In the last post on bit manipulation we looked at how we could identify bytes that were greater than a particular target value, and stop when we discovered one. The resulting vector of bytes contained a zero byte for those which did not meet the criteria, and a byte containing 0x80 for those that did. Obviously we could express the result much more efficiently if we assigned a single bit for each result. The following is "lightly" optimised code for producing a bit vector indicating the position of zero bytes:

void zeros( unsigned char * array, int length, unsigned char * result )
{
  for (int i=0;i < length; i+=8)
  {
    result[i>>3] = 
    ( (array[i+0]==0) << 7) +
    ( (array[i+1]==0) << 6) +
    ( (array[i+2]==0) << 5) +
    ( (array[i+3]==0) << 4) +
    ( (array[i+4]==0) << 3) +
    ( (array[i+5]==0) << 2) +
    ( (array[i+6]==0) << 1) +
    ( (array[i+7]==0) << 0);
  }
}

The code is "lightly" optimised because it works on eight values at a time. This helps performance because the code can store results a byte at a time. An even less optimised version would split the index into a byte and bit offset and use that to update the result vector.

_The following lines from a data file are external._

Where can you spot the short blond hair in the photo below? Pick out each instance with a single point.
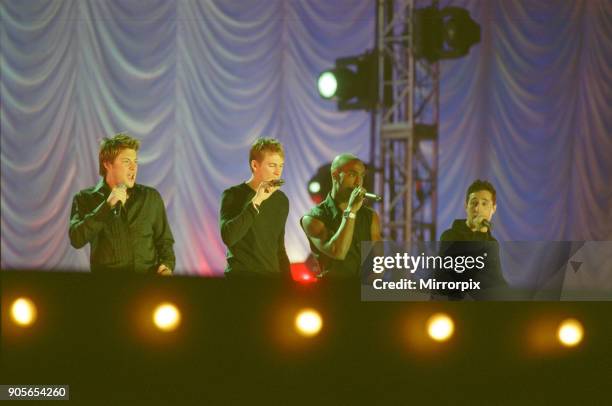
(263, 145)
(111, 147)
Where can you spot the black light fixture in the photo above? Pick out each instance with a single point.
(446, 33)
(352, 83)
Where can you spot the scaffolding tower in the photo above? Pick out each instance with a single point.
(405, 127)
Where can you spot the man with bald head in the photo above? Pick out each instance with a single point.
(336, 227)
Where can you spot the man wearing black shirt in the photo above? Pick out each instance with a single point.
(472, 237)
(336, 227)
(124, 222)
(253, 216)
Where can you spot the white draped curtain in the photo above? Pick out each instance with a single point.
(198, 81)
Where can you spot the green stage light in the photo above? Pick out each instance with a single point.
(327, 84)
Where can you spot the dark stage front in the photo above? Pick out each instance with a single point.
(236, 343)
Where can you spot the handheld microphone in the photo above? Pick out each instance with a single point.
(119, 206)
(276, 182)
(373, 196)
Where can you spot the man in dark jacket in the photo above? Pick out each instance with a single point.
(471, 237)
(124, 222)
(253, 216)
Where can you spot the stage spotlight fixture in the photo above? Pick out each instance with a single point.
(314, 187)
(446, 33)
(327, 84)
(308, 322)
(570, 332)
(352, 83)
(440, 327)
(166, 317)
(23, 312)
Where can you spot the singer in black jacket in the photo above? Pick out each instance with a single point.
(253, 216)
(471, 237)
(125, 223)
(337, 226)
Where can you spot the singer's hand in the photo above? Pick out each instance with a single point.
(118, 194)
(356, 199)
(264, 191)
(164, 270)
(481, 223)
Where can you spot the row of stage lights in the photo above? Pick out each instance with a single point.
(440, 327)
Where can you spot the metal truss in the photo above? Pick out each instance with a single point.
(405, 127)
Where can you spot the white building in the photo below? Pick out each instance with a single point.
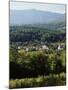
(44, 47)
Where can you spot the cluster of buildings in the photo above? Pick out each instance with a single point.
(36, 48)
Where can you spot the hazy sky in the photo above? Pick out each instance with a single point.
(58, 8)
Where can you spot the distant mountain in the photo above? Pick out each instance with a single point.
(19, 17)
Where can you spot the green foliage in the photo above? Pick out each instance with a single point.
(51, 80)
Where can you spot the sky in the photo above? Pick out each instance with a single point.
(57, 8)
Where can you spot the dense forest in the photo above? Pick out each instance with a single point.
(31, 63)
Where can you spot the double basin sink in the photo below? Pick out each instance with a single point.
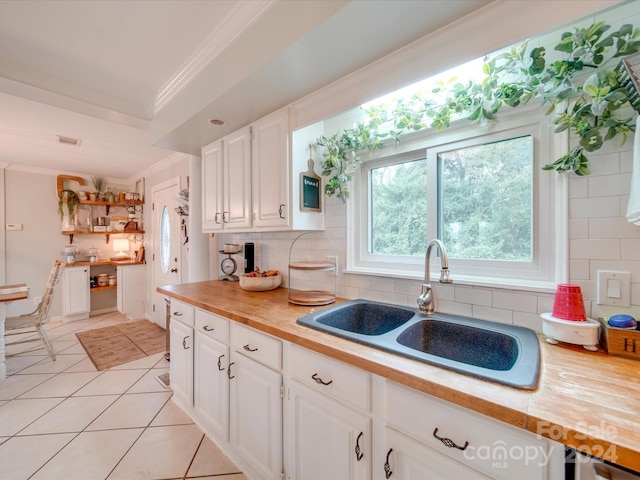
(505, 354)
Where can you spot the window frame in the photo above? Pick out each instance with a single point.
(550, 207)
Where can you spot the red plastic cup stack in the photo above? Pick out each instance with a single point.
(568, 304)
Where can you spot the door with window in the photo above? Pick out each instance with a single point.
(166, 243)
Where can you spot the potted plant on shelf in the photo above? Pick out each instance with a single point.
(98, 183)
(71, 200)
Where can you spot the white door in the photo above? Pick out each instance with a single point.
(166, 244)
(326, 439)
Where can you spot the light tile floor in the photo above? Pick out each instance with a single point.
(65, 420)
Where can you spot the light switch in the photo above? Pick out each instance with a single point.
(614, 288)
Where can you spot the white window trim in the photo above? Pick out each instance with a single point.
(550, 238)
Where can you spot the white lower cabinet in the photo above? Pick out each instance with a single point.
(211, 382)
(325, 439)
(325, 419)
(451, 434)
(181, 364)
(131, 288)
(211, 385)
(256, 416)
(408, 459)
(75, 287)
(256, 401)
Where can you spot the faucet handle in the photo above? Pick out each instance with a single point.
(445, 277)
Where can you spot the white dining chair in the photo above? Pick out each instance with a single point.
(39, 317)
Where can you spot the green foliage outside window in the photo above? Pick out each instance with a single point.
(586, 91)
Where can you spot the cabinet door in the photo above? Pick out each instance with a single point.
(211, 387)
(237, 180)
(75, 299)
(256, 416)
(181, 365)
(271, 171)
(325, 438)
(131, 290)
(212, 188)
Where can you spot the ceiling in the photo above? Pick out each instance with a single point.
(136, 81)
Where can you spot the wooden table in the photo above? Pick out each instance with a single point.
(8, 293)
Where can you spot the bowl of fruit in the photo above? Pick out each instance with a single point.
(260, 281)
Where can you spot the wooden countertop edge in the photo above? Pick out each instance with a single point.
(403, 371)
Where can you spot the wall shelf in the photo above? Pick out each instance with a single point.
(71, 233)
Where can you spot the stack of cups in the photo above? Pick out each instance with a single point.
(568, 304)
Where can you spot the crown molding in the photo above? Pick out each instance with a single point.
(231, 27)
(159, 166)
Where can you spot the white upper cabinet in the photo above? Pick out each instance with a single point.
(270, 153)
(251, 178)
(226, 183)
(212, 187)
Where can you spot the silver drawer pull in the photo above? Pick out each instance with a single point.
(319, 381)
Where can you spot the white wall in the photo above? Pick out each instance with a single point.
(599, 239)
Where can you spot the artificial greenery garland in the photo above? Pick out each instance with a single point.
(590, 109)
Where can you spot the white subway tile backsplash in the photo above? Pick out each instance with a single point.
(602, 186)
(604, 163)
(579, 228)
(578, 187)
(631, 249)
(454, 308)
(528, 320)
(475, 296)
(383, 284)
(493, 314)
(579, 269)
(594, 207)
(601, 249)
(614, 227)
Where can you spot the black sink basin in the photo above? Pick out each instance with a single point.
(500, 353)
(365, 318)
(462, 343)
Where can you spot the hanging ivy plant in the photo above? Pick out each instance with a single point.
(591, 108)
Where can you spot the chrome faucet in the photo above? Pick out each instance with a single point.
(425, 300)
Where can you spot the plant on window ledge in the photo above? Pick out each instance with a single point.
(586, 91)
(71, 199)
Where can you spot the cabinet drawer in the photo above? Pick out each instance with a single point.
(257, 345)
(495, 448)
(212, 325)
(331, 377)
(182, 311)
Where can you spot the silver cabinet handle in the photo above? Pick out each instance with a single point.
(319, 381)
(448, 442)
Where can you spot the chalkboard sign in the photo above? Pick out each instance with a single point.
(310, 188)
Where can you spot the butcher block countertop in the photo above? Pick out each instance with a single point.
(586, 400)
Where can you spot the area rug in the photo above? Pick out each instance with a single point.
(112, 346)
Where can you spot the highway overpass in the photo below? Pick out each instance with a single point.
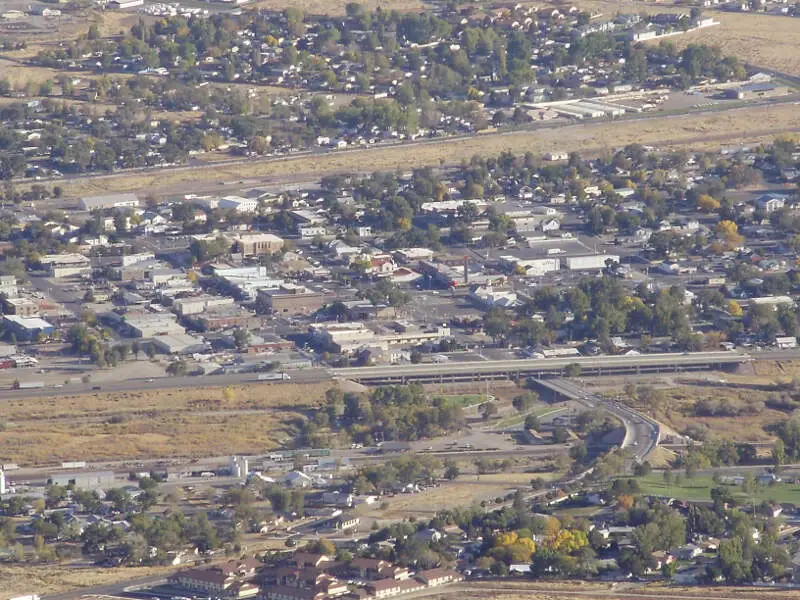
(541, 368)
(642, 433)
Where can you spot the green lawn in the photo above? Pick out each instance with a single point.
(698, 489)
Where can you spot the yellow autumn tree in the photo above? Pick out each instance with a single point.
(506, 539)
(521, 551)
(734, 308)
(568, 541)
(707, 203)
(729, 232)
(625, 502)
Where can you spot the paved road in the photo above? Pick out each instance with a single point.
(110, 589)
(442, 140)
(158, 383)
(641, 433)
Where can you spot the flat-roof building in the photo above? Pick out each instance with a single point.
(291, 299)
(85, 480)
(255, 244)
(107, 201)
(27, 328)
(66, 265)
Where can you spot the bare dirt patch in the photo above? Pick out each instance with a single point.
(703, 131)
(52, 579)
(190, 422)
(468, 489)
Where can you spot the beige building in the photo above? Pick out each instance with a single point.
(256, 244)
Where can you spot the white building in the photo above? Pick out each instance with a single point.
(591, 262)
(238, 204)
(107, 201)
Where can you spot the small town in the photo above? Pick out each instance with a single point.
(409, 298)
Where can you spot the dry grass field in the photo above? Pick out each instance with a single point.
(697, 131)
(337, 7)
(466, 490)
(757, 39)
(22, 580)
(191, 422)
(564, 590)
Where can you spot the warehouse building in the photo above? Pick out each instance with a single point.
(109, 201)
(85, 480)
(291, 299)
(27, 328)
(66, 265)
(256, 244)
(591, 262)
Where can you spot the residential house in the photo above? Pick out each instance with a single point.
(439, 576)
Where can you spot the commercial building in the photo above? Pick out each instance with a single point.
(109, 201)
(256, 244)
(238, 204)
(246, 281)
(456, 272)
(591, 262)
(22, 307)
(530, 267)
(197, 304)
(756, 90)
(151, 324)
(8, 286)
(85, 480)
(229, 580)
(27, 328)
(291, 299)
(225, 317)
(66, 265)
(348, 338)
(178, 343)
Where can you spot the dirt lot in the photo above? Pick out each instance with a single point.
(697, 131)
(192, 422)
(23, 580)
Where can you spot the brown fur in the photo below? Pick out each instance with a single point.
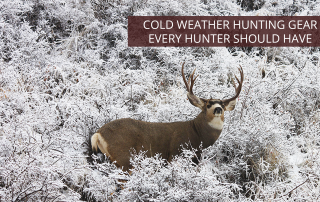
(117, 138)
(165, 138)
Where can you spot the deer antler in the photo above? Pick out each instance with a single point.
(191, 79)
(237, 89)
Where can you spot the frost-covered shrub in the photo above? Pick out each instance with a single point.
(66, 69)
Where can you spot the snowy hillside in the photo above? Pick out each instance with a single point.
(66, 70)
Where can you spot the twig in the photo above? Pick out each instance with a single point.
(296, 188)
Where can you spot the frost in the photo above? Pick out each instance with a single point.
(66, 69)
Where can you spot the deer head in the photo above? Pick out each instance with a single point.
(213, 108)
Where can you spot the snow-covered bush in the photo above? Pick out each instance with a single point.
(66, 69)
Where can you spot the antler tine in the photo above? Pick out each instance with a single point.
(237, 89)
(184, 78)
(190, 80)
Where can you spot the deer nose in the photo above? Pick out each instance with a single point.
(217, 110)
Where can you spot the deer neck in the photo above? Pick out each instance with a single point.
(207, 134)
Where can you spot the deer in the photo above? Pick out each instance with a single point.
(117, 138)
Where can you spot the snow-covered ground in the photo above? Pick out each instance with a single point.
(66, 69)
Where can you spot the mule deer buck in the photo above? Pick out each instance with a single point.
(117, 138)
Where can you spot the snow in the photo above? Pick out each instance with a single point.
(66, 69)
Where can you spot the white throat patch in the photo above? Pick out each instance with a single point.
(216, 123)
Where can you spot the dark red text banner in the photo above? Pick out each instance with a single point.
(248, 31)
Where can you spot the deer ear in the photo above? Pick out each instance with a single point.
(231, 105)
(194, 100)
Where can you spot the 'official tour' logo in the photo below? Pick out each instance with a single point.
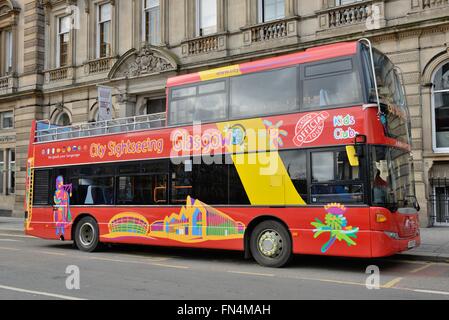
(310, 127)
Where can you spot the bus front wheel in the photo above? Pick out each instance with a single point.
(87, 235)
(270, 244)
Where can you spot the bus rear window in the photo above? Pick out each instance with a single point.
(264, 93)
(203, 102)
(330, 84)
(41, 183)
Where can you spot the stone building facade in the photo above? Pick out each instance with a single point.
(54, 54)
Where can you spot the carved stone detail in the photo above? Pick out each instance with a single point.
(145, 61)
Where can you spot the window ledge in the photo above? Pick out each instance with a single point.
(100, 65)
(8, 84)
(351, 14)
(59, 74)
(271, 30)
(204, 44)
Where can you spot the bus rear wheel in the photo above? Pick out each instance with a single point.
(87, 235)
(271, 245)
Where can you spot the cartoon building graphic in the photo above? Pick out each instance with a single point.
(128, 225)
(197, 222)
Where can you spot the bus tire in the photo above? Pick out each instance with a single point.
(271, 245)
(87, 235)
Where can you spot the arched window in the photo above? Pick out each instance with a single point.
(63, 120)
(440, 109)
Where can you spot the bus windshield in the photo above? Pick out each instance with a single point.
(393, 178)
(393, 104)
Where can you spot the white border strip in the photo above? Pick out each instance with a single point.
(40, 293)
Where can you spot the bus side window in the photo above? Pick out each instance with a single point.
(41, 190)
(330, 84)
(334, 179)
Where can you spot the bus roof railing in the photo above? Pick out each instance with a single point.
(46, 132)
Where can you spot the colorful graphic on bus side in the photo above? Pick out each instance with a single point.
(196, 222)
(336, 225)
(62, 215)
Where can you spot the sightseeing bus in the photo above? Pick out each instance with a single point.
(307, 153)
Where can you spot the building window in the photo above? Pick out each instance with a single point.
(104, 30)
(62, 46)
(9, 50)
(6, 52)
(2, 170)
(344, 2)
(63, 120)
(206, 17)
(7, 120)
(271, 10)
(11, 171)
(156, 106)
(441, 109)
(152, 21)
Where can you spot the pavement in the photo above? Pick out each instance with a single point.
(32, 268)
(434, 246)
(35, 269)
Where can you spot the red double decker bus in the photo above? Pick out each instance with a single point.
(307, 153)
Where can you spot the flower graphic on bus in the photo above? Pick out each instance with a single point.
(275, 133)
(61, 211)
(336, 225)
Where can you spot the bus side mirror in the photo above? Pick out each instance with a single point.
(352, 156)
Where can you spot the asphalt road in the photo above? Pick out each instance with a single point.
(36, 269)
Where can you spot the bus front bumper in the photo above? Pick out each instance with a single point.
(385, 244)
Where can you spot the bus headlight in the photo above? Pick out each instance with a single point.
(392, 235)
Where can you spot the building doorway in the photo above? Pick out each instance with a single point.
(440, 202)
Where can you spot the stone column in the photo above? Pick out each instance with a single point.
(290, 8)
(164, 9)
(4, 172)
(221, 16)
(126, 105)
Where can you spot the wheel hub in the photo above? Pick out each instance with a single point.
(87, 234)
(270, 243)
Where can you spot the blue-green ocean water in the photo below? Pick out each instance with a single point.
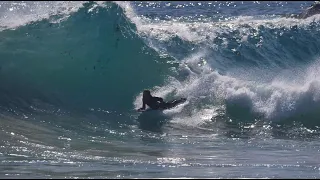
(71, 76)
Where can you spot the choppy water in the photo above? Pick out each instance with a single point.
(71, 76)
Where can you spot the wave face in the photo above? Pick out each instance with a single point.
(102, 55)
(72, 73)
(80, 58)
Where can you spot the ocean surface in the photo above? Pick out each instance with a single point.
(72, 74)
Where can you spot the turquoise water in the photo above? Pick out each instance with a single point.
(71, 76)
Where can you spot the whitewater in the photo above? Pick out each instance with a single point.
(72, 76)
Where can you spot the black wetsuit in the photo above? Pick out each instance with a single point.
(158, 103)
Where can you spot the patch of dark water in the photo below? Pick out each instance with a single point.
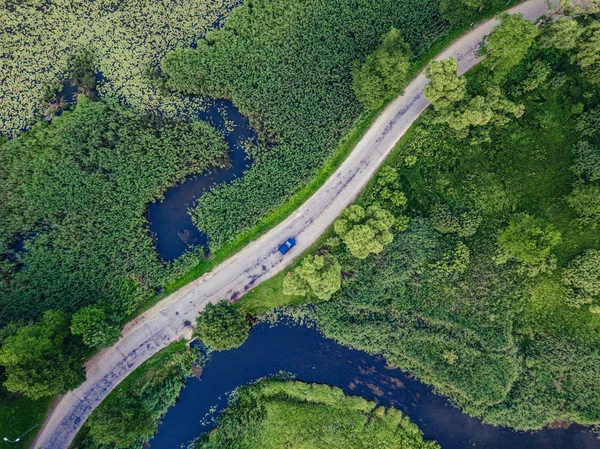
(169, 220)
(314, 358)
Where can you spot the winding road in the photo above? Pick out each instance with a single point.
(172, 318)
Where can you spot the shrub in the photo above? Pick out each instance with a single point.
(317, 275)
(221, 326)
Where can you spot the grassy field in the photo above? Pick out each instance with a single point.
(274, 414)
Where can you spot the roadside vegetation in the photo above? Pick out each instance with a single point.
(129, 416)
(274, 414)
(492, 292)
(122, 40)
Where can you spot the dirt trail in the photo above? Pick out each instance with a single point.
(171, 319)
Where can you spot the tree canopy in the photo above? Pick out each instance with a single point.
(365, 231)
(506, 46)
(445, 87)
(316, 275)
(43, 359)
(221, 326)
(383, 73)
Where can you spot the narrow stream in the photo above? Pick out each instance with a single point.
(314, 358)
(169, 220)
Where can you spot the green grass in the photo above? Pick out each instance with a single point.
(18, 415)
(307, 416)
(261, 301)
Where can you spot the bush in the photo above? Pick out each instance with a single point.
(383, 74)
(316, 275)
(221, 326)
(582, 278)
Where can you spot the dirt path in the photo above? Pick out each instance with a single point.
(172, 318)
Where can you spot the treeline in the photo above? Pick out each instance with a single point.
(129, 416)
(74, 192)
(491, 293)
(294, 80)
(274, 414)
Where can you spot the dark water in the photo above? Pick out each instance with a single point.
(169, 219)
(313, 358)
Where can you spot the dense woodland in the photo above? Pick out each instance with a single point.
(471, 260)
(491, 293)
(272, 414)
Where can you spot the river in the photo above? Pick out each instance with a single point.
(311, 357)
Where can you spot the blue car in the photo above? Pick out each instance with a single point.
(289, 243)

When we previously looked at finding zero bytes we used Mycroft's algorithm that determines whether a zero byte is present or not. It does not indicate where the zero byte is to be found. For this new problem we want to identify exactly which bytes contain zero. So we can come up with two rules that both need be true:

  • The inverted byte must have a set upper bit.
  • If we invert the byte and select the lower bits, adding one to these must set the upper bit.

Putting these into a logical operation we get (~byte & ( (~byte & 0x7f) + 1) & 0x80). For non-zero input bytes we get a result of zero, for zero input bytes we get a result of 0x80. Next we need to convert these into a bit vector.

If you recall the population count example from earlier, we used a set of operations to combine adjacent bits. In this case we want to do something similar, but instead of adding bits we want to shift them so that they end up in the right places. The code to perform the comparison and shift the results is:

void zeros2( unsigned long long* array, int length, unsigned char* result )
{
  for (int i=0; i<length; i+=8)
  {
    unsigned long long v, u;
    v = array[ i>>3 ];

    u = ~v;
    u = u & 0x7f7f7f7f7f7f7f7f;
    u = u + 0x0101010101010101;
    v = u & (~v);
    v = v & 0x8080808080808080;

    v = v | (v << 7);
    v = v | (v << 14);
    v = (v >> 56) | (v >> 28);
    result[ i>>3 ] = v;
  }
}

The resulting code runs about four times faster than the original.

Concluding remarks

So that ends this brief series on bit manipulation, I hope you've found it interesting, if you want to investigate this further there are plenty of resources on the web, but it would be hard to skip mentioning the book "The Hacker's Delight", which is a great read on this domain.

There's a couple of concluding thoughts. First of all performance comes from doing operations on multiple items of data in the same instruction. This should sound familiar as "SIMD", so a processor might often have vector instructions that already get the benefits of single instruction, multiple data, and single SIMD instruction might replace several integer operations in the above codes. The other place the performance comes from is eliminating branch instructions - particularly the unpredictable ones, again vector instructions might offer a similar benefit.